今回は、こうした荷物の流れのなかで、電車での輸送の安全性確認を実証実験。次回は、地域と連携した農産品輸送や、販売を実験し、駅での農産品販売ニーズについて調査する。

北海道新幹線に佐川急便の荷物が載る

青函トンネルを通る北海道新幹線に佐川急便の荷物を載せて運ぶ実証実験も1月21日から始まった。

荷物の流れは、佐川急便函館営業所(13km:トラック)北海道新幹線 新函館北斗駅(149km:北海道新幹線)新青森駅(4km:トラック)佐川急便青森営業所を結ぶ、トラック・新幹線・トラックの連携。

佐川急便は、北海道・本州間の輸送ネットワークの効率化を図り、配送品質を向上させたい構え。これまでより短いリードタイムの輸送をめざす。

JR北海道は、北海道新幹線を有効活用できることからこの貨客混載実証実験に参画した。

両社は今後、北海道新幹線 新函館北斗~新青森駅で、客室内へ宅配便荷物を収納した専用ボックスを積載しての輸送を検討する。

JR貨物も「新幹線での貨物輸送というビジョンはある」

旅客列車で荷物を運ぶシーンが定着すると、JR貨物の仕事がなくなる? とも思う。

JR貨物は「宅配業などによる小口荷物と、大量輸送ニーズの貨物とは少し違う。

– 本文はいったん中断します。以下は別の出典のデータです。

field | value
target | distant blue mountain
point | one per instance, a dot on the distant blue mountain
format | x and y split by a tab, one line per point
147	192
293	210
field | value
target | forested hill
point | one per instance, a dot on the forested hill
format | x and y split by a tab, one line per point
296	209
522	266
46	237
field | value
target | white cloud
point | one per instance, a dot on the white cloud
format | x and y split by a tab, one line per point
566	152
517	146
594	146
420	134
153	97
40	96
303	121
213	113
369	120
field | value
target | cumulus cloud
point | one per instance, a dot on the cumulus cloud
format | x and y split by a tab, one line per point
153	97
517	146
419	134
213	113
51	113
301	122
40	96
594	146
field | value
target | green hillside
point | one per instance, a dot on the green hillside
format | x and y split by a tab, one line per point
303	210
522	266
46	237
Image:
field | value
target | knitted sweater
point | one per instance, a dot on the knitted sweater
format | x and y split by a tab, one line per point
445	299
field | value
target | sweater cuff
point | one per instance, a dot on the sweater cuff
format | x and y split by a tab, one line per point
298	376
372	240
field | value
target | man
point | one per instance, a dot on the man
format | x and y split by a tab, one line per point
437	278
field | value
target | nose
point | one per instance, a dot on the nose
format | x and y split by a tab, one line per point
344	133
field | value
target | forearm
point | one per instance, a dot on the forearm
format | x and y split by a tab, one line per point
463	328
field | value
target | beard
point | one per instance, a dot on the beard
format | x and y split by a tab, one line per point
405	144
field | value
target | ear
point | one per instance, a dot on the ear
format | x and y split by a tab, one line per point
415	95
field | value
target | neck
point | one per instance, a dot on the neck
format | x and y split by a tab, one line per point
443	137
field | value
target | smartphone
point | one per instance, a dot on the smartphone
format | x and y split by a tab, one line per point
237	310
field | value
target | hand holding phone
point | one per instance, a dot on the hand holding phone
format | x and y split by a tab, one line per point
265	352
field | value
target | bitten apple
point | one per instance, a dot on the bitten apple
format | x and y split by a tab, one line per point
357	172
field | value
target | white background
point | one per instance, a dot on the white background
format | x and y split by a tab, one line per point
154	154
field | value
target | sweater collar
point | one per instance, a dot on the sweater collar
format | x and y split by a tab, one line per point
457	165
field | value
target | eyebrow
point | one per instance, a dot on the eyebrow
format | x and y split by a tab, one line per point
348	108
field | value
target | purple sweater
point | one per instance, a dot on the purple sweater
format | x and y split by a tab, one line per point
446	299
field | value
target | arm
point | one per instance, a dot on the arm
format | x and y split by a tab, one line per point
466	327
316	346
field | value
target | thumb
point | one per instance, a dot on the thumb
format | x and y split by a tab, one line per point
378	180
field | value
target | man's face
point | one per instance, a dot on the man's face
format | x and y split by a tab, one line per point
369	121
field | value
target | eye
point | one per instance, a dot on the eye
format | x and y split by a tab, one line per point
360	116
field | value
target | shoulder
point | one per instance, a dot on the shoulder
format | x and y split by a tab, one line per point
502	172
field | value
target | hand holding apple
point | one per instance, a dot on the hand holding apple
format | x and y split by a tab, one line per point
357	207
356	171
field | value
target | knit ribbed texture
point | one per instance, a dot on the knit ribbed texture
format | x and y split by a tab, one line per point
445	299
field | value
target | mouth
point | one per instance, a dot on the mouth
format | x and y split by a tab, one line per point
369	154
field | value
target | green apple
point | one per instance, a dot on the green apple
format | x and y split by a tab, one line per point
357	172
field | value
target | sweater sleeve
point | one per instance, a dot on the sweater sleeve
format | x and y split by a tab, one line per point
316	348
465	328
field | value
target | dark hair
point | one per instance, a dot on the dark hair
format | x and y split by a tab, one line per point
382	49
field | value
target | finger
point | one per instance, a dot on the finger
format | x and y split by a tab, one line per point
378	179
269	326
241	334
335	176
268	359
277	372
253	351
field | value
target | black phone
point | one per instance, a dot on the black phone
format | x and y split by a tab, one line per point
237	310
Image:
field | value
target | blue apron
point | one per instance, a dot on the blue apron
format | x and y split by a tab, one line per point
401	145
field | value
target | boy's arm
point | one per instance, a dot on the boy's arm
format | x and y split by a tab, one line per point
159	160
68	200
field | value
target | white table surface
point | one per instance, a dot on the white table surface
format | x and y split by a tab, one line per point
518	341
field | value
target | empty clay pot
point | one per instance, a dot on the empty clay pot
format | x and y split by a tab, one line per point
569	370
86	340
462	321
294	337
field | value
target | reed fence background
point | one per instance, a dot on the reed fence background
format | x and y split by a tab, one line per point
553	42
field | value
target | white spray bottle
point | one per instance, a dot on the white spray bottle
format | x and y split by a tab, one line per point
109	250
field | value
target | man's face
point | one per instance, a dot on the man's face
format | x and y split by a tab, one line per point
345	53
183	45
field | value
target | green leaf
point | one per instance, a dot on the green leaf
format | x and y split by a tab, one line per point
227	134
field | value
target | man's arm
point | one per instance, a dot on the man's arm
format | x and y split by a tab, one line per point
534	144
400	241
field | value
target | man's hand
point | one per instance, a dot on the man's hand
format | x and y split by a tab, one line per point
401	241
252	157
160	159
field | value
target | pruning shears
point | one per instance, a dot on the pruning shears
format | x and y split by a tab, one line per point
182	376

むしろ、トラックドライバー不足やCO2排出という課題をいっしょに解決できる策として、鉄道へのモーダルシフトとして、いっしょに取り組みたい」と教えてくれた。

また、JR貨物としても「新幹線を活用した貨物輸送について前向きにビジョンを構想している」とも伝えていた。

1月8日に公表したJR貨物グループ長期ビジョン2030には、「物流イノベーションや既存鉄道インフラの有効活用(人流・物流の一体化による鉄道事業の持続性向上)として貨物新幹線の検討を推進」というメッセージも記されている。